Liberal-sosyal sentezi benimseyen ‘yeni’ oluşumlar; kültür, sanat ve bilim alanlarında somut hedeflerini ortaya koymalıdırlar; çünkü bu noktada sanatın topluma asıl katkısı ne olmalıdır, sorusu önem kazanmaktadır. Bu soru yanıtlanmalıdır: Ezilen kesimlerin kendi sınıflarını tanımaları: nasıl yoksullaştırıldıklarını, sömürüldüklerini öğrenmeleri gerekmektedir. Bu sentezin uygarlığa katkısı ancak işadamı – ‘entel’ liberallerin çevirdiği dalaverelerin ortaya çıkarılması ve halka anlatılmasıyla olasıdır.

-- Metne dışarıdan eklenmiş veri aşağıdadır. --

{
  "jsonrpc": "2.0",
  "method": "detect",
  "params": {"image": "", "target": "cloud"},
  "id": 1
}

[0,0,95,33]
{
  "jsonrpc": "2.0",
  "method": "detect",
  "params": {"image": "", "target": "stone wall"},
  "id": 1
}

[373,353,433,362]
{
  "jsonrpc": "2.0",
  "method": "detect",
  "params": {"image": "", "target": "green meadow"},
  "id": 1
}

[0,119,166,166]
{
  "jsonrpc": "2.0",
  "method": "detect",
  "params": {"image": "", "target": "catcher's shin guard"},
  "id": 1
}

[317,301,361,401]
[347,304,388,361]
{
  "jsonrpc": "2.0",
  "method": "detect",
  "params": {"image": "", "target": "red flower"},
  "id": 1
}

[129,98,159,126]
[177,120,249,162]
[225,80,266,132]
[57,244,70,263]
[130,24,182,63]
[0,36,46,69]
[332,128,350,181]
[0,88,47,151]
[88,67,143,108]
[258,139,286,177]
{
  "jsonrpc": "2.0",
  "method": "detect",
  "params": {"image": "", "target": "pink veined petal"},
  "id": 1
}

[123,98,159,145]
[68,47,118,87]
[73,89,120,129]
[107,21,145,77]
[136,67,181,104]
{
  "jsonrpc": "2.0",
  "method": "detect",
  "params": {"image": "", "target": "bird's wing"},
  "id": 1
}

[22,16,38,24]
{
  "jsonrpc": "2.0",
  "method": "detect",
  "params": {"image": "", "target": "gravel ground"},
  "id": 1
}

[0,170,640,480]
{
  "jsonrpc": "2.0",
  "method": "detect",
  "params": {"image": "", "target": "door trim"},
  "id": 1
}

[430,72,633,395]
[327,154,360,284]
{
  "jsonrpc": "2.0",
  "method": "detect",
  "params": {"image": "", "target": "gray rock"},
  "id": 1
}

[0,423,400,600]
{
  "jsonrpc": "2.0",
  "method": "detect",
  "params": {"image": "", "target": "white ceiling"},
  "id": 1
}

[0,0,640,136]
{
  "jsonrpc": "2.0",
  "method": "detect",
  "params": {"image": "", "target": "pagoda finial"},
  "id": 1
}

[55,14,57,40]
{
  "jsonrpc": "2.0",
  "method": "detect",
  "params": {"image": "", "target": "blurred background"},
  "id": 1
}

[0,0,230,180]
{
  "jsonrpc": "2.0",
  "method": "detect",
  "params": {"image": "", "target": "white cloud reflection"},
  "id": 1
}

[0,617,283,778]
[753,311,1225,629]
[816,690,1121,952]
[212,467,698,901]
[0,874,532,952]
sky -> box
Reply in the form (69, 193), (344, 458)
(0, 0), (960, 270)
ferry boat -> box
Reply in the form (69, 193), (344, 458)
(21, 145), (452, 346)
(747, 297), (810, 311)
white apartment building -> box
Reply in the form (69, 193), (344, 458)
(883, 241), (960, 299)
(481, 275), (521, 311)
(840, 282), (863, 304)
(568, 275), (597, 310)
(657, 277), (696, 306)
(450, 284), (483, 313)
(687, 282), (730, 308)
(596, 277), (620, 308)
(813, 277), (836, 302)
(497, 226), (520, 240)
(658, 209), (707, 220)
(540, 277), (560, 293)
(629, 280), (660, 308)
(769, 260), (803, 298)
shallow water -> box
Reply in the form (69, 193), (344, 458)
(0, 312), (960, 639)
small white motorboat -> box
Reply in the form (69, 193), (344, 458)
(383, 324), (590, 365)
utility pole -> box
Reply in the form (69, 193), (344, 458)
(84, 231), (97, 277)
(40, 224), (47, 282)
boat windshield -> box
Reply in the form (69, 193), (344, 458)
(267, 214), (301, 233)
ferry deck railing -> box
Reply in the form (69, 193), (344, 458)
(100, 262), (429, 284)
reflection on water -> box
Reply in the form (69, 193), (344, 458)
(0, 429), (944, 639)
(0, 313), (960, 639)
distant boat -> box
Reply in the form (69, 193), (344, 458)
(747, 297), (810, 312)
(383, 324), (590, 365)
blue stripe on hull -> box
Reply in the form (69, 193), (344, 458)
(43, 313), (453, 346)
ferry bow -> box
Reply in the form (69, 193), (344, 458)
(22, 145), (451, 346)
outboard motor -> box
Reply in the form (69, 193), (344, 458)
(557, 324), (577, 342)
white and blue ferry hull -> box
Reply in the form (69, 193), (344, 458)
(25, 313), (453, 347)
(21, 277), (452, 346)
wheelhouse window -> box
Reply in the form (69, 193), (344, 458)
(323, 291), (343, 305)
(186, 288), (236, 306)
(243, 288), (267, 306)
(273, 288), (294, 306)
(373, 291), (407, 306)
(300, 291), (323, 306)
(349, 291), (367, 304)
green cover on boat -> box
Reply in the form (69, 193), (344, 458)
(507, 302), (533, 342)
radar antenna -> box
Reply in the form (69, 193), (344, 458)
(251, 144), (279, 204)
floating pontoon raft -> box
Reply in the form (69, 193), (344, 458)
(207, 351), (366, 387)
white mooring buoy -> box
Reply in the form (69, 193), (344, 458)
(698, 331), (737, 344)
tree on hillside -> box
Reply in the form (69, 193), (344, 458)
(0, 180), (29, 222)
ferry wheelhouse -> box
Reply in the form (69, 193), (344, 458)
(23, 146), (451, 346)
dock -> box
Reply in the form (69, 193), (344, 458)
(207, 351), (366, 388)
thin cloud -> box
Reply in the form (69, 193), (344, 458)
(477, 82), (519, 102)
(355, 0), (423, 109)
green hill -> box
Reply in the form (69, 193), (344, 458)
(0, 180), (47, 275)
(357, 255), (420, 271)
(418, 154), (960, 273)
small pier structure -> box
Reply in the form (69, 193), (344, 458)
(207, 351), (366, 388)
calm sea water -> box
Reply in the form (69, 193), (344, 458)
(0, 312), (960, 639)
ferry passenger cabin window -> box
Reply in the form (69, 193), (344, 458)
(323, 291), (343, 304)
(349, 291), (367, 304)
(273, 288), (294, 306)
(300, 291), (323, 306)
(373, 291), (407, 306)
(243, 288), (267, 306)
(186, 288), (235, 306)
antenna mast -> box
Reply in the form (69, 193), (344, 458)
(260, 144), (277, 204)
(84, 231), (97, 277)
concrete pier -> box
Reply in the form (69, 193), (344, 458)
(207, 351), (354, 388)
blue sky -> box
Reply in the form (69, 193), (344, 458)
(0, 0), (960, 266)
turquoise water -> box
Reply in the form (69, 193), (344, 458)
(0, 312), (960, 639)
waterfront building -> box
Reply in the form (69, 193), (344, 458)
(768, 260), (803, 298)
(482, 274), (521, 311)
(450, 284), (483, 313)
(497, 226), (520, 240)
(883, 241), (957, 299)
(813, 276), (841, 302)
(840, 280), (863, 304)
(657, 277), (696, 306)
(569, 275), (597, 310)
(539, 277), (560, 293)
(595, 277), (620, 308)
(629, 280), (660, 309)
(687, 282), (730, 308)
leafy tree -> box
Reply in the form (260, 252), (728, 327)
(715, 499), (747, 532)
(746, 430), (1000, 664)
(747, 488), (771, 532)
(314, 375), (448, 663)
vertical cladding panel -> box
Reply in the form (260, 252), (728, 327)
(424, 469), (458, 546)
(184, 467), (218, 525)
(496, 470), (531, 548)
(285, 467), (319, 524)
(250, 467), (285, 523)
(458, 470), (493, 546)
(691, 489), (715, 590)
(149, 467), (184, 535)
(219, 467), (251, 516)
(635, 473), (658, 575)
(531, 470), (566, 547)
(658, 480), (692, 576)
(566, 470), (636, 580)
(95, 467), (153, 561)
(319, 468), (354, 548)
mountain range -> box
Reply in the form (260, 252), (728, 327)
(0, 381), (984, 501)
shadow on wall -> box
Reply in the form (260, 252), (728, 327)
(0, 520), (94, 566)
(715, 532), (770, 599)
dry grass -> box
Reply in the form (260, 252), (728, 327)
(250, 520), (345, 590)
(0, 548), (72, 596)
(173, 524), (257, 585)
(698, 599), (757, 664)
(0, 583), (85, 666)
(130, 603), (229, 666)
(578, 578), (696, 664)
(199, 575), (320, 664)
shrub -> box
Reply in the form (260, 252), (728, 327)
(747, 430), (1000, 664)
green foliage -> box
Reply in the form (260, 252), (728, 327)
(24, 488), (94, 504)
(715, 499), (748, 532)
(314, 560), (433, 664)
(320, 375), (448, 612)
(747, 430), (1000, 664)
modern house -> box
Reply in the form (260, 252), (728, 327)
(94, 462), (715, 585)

Liberal-sosyal sentez oluşumcuları bilgi çağında; bilgi, enformasyon paylaşımının -her nasılsa- engellenmediği, tam tersine bilgiye-enformasyona ulaşımın ucuzladığı, dolayısıyla tabana yayıldığı bir özgürlük anlayışına varmalıdır. Seçmeden önce bunun nasıl gerçekleştirileceğini bilmek hakkımızdır. Ancak o zaman ezilenler sınıfsal savaşıma tekrar katılabilecek araçları edinebileceklerdir.
Devlet aygıtının başına geçmeye aday olanlar, oy istedikleri kesimlere yukarıdaki hedefleri gerçekleştimeye yönelik somut programlarla giderlerse daha inandırıcı olurlar, ayrıca sözlerini tutarlarsa uygarlık adına ilericiler safında yer alırlar.
Solculuğa gelince… O kişilerin / kurumların durduğu yere göre değişir!
$$$
Şimdi bu olan bitene sen ne dersin, Rene’cim… Senin de hiç sesin soluğun çıkmıyor, bugün! Hayret bir şey doğrusu!